Gerade bei HWS-Schleudertraumata sind iatrogene (vom Arzt verursachte) somatoforme Beschwerden (somatoforme Schmerzstörung = andauernde, schwere und quälende Schmerzen, die durch einen physiologischen Prozess oder eine körperliche Störung nicht erklärt werden können) nicht selten.
Diese führen teilweise zu massiven und dauerhaften Beeinträchtigungen bis hin zur Erwerbsunfähigkeit. Besonderer Argwohn ist bei leichtfertiger Verordnung der sog. Schanzschen Krawatte angebracht. In einer Vielzahl von Fällen drängt sich der Verdacht auf, dass die Beschwerden erst auf Grund der unnatürlichen Körperhaltung und -belastung beim Tragen der Schanzschen Krawatte entstehen. Andere Behandlungsmethoden sind ebenfalls sehr umstritten.

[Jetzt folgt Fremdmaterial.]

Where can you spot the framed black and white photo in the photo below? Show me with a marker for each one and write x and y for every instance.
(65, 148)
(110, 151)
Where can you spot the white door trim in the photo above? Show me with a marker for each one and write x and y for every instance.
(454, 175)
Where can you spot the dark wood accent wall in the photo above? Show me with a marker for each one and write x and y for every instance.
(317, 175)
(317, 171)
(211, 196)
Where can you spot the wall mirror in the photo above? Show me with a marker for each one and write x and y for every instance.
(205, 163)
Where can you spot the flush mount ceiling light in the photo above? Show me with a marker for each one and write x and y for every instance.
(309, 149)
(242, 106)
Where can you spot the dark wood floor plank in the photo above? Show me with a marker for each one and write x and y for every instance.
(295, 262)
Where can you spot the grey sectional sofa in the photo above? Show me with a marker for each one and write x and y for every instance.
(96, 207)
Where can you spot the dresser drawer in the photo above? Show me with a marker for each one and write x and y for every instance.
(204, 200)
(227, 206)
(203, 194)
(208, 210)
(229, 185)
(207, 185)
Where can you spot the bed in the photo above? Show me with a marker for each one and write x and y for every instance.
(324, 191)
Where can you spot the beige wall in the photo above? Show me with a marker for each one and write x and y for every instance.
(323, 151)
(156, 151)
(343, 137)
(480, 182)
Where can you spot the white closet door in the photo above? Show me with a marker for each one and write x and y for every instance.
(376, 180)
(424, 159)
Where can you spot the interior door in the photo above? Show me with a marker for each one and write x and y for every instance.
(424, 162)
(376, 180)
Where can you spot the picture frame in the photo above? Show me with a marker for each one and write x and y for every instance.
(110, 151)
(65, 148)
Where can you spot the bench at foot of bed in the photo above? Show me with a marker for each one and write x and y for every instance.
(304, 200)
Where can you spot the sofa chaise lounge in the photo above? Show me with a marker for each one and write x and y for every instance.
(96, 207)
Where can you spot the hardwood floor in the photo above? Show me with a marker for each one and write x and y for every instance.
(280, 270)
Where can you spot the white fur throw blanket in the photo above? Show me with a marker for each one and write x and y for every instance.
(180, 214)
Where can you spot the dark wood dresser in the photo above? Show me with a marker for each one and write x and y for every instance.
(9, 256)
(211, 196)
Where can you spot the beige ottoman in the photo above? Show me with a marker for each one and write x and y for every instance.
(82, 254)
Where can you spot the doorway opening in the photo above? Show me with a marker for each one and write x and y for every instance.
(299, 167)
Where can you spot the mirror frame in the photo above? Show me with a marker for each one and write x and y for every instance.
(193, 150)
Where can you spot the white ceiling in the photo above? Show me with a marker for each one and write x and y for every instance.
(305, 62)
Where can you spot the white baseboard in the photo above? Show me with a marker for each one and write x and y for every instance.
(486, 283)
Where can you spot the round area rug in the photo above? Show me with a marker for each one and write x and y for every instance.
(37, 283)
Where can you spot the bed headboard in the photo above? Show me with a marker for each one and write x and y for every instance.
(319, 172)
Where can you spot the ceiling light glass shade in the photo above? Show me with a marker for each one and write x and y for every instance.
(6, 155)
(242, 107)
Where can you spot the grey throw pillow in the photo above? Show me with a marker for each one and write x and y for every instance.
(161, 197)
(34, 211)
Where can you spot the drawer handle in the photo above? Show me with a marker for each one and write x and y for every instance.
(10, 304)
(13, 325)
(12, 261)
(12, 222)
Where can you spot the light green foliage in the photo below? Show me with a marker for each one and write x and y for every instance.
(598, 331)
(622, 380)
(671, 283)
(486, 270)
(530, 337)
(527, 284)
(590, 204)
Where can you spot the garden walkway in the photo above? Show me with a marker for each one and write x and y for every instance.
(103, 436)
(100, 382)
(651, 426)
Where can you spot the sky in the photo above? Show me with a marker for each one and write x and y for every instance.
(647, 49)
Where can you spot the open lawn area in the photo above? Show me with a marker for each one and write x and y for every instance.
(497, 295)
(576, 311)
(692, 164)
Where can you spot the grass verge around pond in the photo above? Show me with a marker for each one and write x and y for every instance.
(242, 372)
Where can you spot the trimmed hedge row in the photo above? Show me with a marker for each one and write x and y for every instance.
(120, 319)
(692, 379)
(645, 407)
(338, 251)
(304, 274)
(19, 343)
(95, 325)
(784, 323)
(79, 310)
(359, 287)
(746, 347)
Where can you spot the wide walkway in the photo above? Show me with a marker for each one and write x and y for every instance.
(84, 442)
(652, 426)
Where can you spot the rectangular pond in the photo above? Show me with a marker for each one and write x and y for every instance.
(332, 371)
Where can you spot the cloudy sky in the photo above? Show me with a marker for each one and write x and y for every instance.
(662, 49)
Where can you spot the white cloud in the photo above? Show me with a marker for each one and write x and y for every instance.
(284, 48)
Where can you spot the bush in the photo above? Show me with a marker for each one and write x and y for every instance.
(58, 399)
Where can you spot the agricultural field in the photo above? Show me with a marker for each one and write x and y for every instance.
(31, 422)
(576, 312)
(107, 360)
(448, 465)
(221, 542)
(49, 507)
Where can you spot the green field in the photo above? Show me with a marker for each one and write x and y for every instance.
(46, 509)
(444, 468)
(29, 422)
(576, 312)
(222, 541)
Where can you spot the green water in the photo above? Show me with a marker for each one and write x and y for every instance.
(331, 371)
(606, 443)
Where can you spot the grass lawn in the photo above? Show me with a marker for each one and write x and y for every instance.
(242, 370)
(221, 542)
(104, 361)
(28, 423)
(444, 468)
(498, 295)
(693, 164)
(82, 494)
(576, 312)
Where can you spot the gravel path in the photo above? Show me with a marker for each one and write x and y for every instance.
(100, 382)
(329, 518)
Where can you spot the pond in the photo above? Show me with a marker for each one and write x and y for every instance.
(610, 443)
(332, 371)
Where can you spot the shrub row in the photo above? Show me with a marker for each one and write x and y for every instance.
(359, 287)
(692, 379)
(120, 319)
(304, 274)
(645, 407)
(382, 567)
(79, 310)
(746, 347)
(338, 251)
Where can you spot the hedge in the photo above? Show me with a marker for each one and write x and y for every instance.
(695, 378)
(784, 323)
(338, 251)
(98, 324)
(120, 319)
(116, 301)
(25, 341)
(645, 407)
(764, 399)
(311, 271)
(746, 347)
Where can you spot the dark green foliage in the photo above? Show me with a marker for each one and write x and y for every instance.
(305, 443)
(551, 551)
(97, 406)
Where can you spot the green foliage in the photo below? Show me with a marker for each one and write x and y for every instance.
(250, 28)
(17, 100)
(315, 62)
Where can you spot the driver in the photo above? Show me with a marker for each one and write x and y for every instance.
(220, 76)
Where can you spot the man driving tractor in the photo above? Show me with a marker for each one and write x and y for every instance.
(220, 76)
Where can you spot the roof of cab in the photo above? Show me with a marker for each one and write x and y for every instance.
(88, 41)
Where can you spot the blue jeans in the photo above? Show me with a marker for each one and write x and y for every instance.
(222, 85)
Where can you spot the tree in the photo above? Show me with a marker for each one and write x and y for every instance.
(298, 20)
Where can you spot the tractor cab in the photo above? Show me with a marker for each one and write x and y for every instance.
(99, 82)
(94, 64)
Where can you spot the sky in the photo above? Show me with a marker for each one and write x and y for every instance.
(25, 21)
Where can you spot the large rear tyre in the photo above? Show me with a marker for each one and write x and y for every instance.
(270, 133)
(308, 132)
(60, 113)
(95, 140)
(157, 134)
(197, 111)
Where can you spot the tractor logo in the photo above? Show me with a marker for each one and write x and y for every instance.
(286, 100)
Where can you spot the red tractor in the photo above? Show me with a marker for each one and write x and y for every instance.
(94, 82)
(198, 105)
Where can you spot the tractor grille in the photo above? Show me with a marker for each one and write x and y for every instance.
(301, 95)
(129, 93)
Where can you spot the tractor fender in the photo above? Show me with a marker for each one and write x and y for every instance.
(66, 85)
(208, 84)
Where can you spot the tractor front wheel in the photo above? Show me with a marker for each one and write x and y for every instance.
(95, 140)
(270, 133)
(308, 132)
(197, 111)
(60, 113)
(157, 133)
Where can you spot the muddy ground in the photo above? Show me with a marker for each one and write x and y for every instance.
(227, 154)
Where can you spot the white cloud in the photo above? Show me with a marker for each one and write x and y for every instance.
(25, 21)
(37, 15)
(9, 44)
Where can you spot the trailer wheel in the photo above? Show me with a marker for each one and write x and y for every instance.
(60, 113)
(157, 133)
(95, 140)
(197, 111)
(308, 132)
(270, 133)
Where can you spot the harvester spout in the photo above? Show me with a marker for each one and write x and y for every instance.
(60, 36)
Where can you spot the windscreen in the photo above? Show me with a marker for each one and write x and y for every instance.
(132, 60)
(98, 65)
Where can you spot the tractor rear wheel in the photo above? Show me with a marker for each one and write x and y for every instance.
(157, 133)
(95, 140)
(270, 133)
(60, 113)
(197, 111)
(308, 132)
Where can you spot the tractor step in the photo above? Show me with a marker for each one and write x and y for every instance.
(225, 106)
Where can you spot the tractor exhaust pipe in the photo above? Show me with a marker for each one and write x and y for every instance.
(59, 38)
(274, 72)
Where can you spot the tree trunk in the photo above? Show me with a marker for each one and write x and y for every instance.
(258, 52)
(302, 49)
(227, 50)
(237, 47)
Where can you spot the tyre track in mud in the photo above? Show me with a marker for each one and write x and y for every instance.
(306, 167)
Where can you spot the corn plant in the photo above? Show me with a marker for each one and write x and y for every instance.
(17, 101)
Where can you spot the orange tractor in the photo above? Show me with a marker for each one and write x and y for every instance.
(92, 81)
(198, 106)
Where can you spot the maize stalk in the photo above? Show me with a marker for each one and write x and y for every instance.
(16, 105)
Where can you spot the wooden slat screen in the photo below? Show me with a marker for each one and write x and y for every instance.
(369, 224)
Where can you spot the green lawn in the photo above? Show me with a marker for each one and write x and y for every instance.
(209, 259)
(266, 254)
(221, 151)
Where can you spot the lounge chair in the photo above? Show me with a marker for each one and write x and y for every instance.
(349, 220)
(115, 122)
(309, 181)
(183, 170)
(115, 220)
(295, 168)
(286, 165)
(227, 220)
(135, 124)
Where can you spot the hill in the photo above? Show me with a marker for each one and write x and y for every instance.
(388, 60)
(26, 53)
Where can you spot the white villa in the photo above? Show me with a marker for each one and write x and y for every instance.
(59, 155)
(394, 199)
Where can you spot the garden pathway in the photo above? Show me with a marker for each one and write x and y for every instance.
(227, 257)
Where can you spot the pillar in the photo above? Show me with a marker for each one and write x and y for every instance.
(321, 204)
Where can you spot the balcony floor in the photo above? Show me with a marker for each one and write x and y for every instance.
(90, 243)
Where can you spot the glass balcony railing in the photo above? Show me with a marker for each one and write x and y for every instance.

Der Haftpflichtversicherer ist deshalb gut beraten, sich über die vorgenommenen Heilbehandlungsmaßnahmen von Anfang an zeitnah und intensiv zu informieren. Der Geschädigte ist nach deutschem Recht Herr des Restitutionsverfahrens, kann sich die behandelnden Ärzte und angewendeten Heilbehandlungsmethoden prinzipiell deshalb selbst aussuchen und – zumindest im Bereich der Schulmedizin – ersetzt verlangen. Anzustreben ist allerdings insbesondere im Interesse des Geschädigten die schnellst- und bestmögliche Genesung und nicht die intensive Anwendung von Heilbehandlungsmaßnahmen als Selbstzweck. In diesem Bereich kommt immer wieder der Eindruck fehlender Selbstkritik behandelnder Ärzte auf.
Soweit seitens des regulierenden Haftpflichtversicherers ernsthafte Zweifel an der Eignung und Heilungsförderung der Heilbehandlungsmaßnahmen vorliegen, sind diese idealerweise dem Geschädigten umgehend mitzuteilen, um weitergehenden Schaden zu vermeiden. Ggf. sind Regressmöglichkeiten gegenüber den behandelnden Ärzten zu prüfen/zu realisieren. Dies nicht nur im Hinblick auf Aufwandsreduzierung im einzelnen konkreten Schadenfall, sondern insbesondere unter generalpräventiven Gesichtspunkten, um künftigen Geschädigten vermeidbare Zusatzschäden zu ersparen. Insoweit ist die Ärzteschaft aufgefordert, sich die besondere Verantwortung für die Gesundheit und das weitere Schicksal von Unfallopfern zu vergegenwärtigen und problematische Behandlungsmethoden auch deutlich als ungeeignet zu identifizieren. Eine vorurteilsfreie und enge Zusammenarbeit von Ärzten und Juristen könnte die Sache voranbringen. Als Beispiel sei hier die Schanzsche Krawatte genannt: wann endlich wird die gewohnheitsmäßige und kontraindizierte Verordnung als regresspflichtiger Behandlungsfehler gebrandmarkt?